El estrambótico comportamiento de las autoridades catalanas desde la aprobación, hace justo un mes, de la ley del referéndum, situándose al margen de toda legalidad y del orden constitucional, no tiene una sola arista en la que fijarse, sino múltiples y todas ellas extremadamente complejas. Pero vayamos por partes.

Primero. Conviene recordar que los procesos independentistas, como sucede en las revoluciones, siempre se asientan en un grupo de oligarcas, estafadores profesionales de la voluntad de la gente, prometiendo al pueblo la mayor de las glorias a cambio de su lucha contra los supuestos deseos de otros oligarcas alzados en el poder.

Segundo. El llamado 'procés' supone el epílogo de la manipulación educativa desde la más temprana edad, distorsionando a su antojo la historia y la cultura para adaptarlas al nuevo modelo de país que preconizan. A esto hay que sumar la inestimable ayuda, previo cobro de cuantiosas subvenciones, de los medios de comunicación afines a la causa y de la exitosa gestión de las redes sociales (ahí está para corroborarlo el #españanosroba).
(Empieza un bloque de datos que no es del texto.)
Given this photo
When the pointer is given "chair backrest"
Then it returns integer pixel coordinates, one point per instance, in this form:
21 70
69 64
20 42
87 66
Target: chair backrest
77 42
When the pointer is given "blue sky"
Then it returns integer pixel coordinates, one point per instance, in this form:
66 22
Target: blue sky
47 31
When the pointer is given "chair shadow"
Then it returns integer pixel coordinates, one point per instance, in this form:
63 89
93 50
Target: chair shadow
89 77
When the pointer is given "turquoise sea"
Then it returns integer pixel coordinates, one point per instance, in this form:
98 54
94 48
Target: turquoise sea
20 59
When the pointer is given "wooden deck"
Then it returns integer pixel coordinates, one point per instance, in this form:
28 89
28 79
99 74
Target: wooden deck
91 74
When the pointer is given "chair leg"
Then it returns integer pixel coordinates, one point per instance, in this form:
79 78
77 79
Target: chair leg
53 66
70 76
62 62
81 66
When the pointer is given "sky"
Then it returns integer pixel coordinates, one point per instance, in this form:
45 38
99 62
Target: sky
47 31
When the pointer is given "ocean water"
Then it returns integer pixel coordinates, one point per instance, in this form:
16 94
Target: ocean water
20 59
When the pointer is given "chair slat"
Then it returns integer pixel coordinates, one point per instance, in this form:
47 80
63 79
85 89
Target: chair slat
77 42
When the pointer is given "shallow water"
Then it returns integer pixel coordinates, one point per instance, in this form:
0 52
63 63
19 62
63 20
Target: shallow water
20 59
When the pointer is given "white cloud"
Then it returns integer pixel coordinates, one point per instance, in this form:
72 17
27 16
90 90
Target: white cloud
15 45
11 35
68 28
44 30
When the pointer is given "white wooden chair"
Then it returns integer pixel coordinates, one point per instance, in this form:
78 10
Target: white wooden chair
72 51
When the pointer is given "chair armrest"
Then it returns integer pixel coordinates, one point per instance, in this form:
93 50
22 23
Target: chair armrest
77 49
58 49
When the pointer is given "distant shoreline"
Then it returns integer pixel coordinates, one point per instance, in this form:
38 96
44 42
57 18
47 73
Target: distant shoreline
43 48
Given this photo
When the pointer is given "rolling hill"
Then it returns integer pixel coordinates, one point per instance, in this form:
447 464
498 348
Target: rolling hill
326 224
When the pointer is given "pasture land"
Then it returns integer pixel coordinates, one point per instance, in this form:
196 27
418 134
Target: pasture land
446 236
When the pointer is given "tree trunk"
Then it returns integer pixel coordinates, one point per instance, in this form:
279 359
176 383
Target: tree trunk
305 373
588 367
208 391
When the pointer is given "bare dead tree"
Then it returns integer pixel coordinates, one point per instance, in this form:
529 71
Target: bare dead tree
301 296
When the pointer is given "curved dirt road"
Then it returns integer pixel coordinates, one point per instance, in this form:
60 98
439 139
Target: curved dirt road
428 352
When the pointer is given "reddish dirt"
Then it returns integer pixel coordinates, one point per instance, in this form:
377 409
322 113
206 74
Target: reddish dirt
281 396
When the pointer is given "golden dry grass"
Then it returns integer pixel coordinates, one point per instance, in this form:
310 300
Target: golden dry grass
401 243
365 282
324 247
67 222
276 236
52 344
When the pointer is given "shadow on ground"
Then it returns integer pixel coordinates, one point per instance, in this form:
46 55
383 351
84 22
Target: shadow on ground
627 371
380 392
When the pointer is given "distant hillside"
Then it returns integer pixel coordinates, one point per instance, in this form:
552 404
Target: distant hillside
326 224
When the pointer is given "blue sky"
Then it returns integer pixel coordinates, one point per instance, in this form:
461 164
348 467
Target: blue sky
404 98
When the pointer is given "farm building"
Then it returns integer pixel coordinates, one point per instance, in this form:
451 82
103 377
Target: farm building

Tercero: Desde la aprobación de la ley del referéndum, a principios de septiembre, hay marcada una evidente hoja de ruta independentista. Es decir, que las autoridades catalanas ya viven desde entonces en la independencia más absoluta. ¿O no lo es actuar al margen del estado de derecho, de la Constitución y de las leyes?

Cuarto. A cualquiera de ustedes, por una sola acción de las muchas que lleva cometidas el Gobierno de Cataluña ya estarían en la cárcel y cantando la traviata ante el juez. Lo cual nos confirma que la ley no es igual para todos.

Quinto. La continua apelación a un diálogo entre las partes tiene sentido antes de haberse cometido la fechoría, pero no ahora, cuando la situación requiere en primer lugar el restablecimiento del orden constitucional y, a partir de ahí, la apertura de una mesa de debate enmarcada en la legalidad y sin condiciones previas. El diálogo, en todo caso, implica al conjunto de todos los españoles.

Sexto. En esta lamentable fragmentación de la sociedad catalana también hay que imputar alguna que otra responsabilidad al Gobierno de la nación. Meses, incluso años, en los que el Ejecutivo central ha dejado a su suerte a los catalanes no independentistas, aislados, cuando no humillados de manera flagrante. Ni tampoco desde Madrid se ha actuado con la sensibilidad necesaria para dar alguna salida viable a ese flujo nacionalista, del que evidentemente comulgan no pocos ciudadanos. Siempre será mejor asumir los riesgos de la equivocación que permanecer anclado en la perplejidad sin afrontar debidamente un problema tan real como el que nos ocupa.

Séptimo. Dada la extrema gravedad de los hechos, ningún partido de corte constitucionalista puede estar deshojando un día sí y otro también a qué rama del árbol subirse para defender sin fisuras la legalidad vigente. Mal hacen los socialistas, por ejemplo, cuando trasladan un mensaje dubitativo, que deja perplejos a muchos de sus propios militantes.

Octavo. El uso desproporcionado de la fuerza siempre beneficia al victimista. Sin duda, no son las imágenes del 1 de octubre la mejor carta de presentación exterior de un país democrático como es España, pero de ahí al asedio de las fuerzas de seguridad del Estado y la algarada callejera hay un amplio trecho inconcebible.

Noveno. Volviendo a la gestión de la comunicación, hemos podido comprobar cómo los fanáticos han logrado vender a la opinión pública internacional la 'voluntad de libertad de un pueblo', como si España fuera un país opresor. Un mensaje que muchos medios internacionales han tragado sin pestañear y que alguien debería reconducir.

Y décimo. La solución era simple. Un referéndum legal con la pregunta clave: "¿Desea que Cataluña sea un estado independiente, ajeno a la Unión Europea y al euro, con fronteras y economía cerradas y sin ayudas externas?".

En fin, confiemos en que impere el sentido común y acabe imponiéndose la cordura, que es la cualidad más extendida entre la gente normal.